I have friends who are therapists. Lovely people.
And I truly believe that most of us, at some point, need some form of therapy.
Mental health matters. Psychological support is real.
But lately, I’ve noticed a strange phenomenon:
therapy is starting to feel like… a trap.
In our society, we claim to be independent thinkers and rebels, but we consistently seek authority in some forms.
What if our need for authority runs deeper than we think?
Take, for example, your therapist or life coach. God bless their work!
The problem begins when we fool ourselves.
Here’s the trap:
You already know what’s wrong with yourself.
Yes you do!
You are the only person who is with you 24/7 and will be with you until the end. You know your patterns, your reactions, your flaws, your dreams, your lies, your truths. You hear them every day, even when you try to ignore.
You know your neuroses, your toxic texting habits at 2 a.m. You’ve read the articles, watched the you-tubes, listened to the podcasts, journaled, meditated, overanalyzed.
You have all the information you need to start making a change.
But instead, you look for someone you barely know.
Someone you meet once a week, preferably online, from another timezone.
You pay them to do the job while waiting for the change to happen.
The years passed by and you could practically give a TED Talk on your dysfunctions.
But still, nothing shifts.
Because knowing isn’t doing and understanding your patterns doesn’t automatically break them.
We don’t need someone to tell us what’s right. We need someone to confirm that what we already felt was right all along.
What happens to the trust in our feelings ?
What about feeling your heart before making a decision?
What about your gut feelings?
What if, deep down, we already know, at every moment, what’s best for us?
What if we instinctively know what to do, and what not to do?
And if that’s true, why do we seek external guidance?
It’s not about not knowing.
It’s about fear, the quiet, insidious kind.
Fear that what we know, might not be true.
It shows up as doubt.
The two voices in our head.
We doubt what we feel. We doubt our instincts.
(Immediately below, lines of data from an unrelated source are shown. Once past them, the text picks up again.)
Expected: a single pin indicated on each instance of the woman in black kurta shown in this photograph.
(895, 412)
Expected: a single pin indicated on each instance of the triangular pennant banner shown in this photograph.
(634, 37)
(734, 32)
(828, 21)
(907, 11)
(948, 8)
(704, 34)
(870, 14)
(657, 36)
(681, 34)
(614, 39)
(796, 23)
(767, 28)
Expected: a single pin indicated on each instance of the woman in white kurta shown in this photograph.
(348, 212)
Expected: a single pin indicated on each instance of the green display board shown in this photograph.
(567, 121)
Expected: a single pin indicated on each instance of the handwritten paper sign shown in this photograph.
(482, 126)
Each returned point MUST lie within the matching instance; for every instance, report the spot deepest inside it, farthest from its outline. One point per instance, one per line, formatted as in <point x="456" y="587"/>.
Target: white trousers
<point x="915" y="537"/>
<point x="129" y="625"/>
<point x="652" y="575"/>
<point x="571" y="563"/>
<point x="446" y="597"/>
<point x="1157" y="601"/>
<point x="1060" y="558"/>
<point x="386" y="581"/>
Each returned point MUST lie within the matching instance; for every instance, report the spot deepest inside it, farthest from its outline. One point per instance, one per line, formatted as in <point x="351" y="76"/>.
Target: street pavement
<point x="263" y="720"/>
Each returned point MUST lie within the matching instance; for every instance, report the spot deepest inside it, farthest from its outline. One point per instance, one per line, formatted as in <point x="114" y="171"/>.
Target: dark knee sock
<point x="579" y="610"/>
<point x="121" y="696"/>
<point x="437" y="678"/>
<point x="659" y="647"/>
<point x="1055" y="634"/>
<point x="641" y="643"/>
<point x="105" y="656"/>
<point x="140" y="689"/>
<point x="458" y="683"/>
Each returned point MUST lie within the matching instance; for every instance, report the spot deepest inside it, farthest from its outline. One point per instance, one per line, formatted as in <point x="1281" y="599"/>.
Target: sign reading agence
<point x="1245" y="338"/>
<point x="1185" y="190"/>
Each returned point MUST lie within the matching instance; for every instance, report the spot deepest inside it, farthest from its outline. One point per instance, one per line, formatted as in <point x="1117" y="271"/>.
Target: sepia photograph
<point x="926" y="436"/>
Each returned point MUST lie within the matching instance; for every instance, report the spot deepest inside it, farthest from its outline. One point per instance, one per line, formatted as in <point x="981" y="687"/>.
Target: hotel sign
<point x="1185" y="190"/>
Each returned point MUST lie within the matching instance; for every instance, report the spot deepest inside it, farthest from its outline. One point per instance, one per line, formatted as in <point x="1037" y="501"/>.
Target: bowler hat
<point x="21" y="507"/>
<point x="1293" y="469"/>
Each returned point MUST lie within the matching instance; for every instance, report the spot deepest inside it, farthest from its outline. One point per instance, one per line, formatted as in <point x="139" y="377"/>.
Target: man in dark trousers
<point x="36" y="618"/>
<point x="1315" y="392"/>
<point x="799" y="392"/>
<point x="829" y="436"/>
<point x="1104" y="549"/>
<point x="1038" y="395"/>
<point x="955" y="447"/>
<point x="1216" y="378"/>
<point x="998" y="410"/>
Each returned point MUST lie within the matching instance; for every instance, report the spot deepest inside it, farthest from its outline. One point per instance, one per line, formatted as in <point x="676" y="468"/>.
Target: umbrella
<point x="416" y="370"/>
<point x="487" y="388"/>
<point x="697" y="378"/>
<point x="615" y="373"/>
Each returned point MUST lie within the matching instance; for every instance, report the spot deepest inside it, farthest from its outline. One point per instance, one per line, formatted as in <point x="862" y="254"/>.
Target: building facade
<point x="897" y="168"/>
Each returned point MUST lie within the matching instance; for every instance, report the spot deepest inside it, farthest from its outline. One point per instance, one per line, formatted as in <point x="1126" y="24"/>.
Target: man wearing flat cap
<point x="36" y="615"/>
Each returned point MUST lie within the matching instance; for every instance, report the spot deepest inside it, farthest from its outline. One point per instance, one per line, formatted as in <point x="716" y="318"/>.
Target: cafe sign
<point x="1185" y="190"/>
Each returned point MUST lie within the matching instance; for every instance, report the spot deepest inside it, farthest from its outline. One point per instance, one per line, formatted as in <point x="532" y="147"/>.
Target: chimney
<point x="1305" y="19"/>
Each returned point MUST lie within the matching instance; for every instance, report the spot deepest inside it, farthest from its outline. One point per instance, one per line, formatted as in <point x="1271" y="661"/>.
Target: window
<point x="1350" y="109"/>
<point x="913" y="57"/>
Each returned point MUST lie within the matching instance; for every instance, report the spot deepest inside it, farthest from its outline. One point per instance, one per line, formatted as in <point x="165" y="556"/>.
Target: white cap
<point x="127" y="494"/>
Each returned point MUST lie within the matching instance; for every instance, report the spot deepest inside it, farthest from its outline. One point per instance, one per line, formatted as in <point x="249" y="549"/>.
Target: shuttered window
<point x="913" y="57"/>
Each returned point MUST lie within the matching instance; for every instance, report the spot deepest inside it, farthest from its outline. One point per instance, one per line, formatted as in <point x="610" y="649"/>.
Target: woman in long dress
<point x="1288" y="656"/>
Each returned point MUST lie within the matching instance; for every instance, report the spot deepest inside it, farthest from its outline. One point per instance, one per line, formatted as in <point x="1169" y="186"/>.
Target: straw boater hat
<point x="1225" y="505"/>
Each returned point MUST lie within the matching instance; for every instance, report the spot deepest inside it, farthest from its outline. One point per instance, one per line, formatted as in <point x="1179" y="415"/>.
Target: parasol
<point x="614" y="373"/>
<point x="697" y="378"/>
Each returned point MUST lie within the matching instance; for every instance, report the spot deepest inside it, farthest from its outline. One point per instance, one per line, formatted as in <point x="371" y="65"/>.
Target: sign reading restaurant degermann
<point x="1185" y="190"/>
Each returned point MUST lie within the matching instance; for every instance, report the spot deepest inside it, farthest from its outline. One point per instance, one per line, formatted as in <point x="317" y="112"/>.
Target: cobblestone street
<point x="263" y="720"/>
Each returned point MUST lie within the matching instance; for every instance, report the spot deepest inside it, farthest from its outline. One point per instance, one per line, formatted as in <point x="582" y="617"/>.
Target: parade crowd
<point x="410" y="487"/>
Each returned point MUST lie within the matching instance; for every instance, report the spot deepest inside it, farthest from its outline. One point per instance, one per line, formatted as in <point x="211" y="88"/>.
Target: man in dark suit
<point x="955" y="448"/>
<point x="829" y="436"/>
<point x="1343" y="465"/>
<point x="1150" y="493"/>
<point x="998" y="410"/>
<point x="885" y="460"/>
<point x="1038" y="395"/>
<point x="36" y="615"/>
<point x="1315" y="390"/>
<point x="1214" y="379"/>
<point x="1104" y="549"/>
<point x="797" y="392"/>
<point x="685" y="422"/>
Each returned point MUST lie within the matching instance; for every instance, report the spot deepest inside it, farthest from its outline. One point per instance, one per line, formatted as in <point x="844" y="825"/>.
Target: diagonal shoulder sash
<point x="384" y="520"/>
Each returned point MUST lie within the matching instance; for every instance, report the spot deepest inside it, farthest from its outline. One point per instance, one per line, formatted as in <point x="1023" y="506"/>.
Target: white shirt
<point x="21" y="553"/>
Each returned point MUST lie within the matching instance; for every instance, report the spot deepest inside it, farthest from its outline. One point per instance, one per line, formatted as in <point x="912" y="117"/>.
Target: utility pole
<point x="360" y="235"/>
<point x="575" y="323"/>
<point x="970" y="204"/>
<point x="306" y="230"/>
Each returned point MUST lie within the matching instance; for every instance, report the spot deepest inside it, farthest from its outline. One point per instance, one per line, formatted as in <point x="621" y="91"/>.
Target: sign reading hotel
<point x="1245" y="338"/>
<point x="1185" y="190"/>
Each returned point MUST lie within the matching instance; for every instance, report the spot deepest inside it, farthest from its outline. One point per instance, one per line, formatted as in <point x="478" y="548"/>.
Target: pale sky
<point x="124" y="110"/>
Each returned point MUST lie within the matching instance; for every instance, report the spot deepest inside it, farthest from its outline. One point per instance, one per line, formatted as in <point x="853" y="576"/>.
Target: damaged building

It’s not ignorance, it’s a lack of trust in our deep feelings.
We lack trust in our feelings because our culture and almost everything around us teaches us to move the focus outside of us and believe in other authorities whatever form they take: science, politics, economy, culture..
and so we become disconnected from our internal compass.
But your internal compass is still there.
Maybe it’s been hacked.
Maybe it’s rusty.
Still, it’s yours.
Don’t let it go unused.
"Trust yourself."
After all, that’s exactly what every life coach would tell you anyway.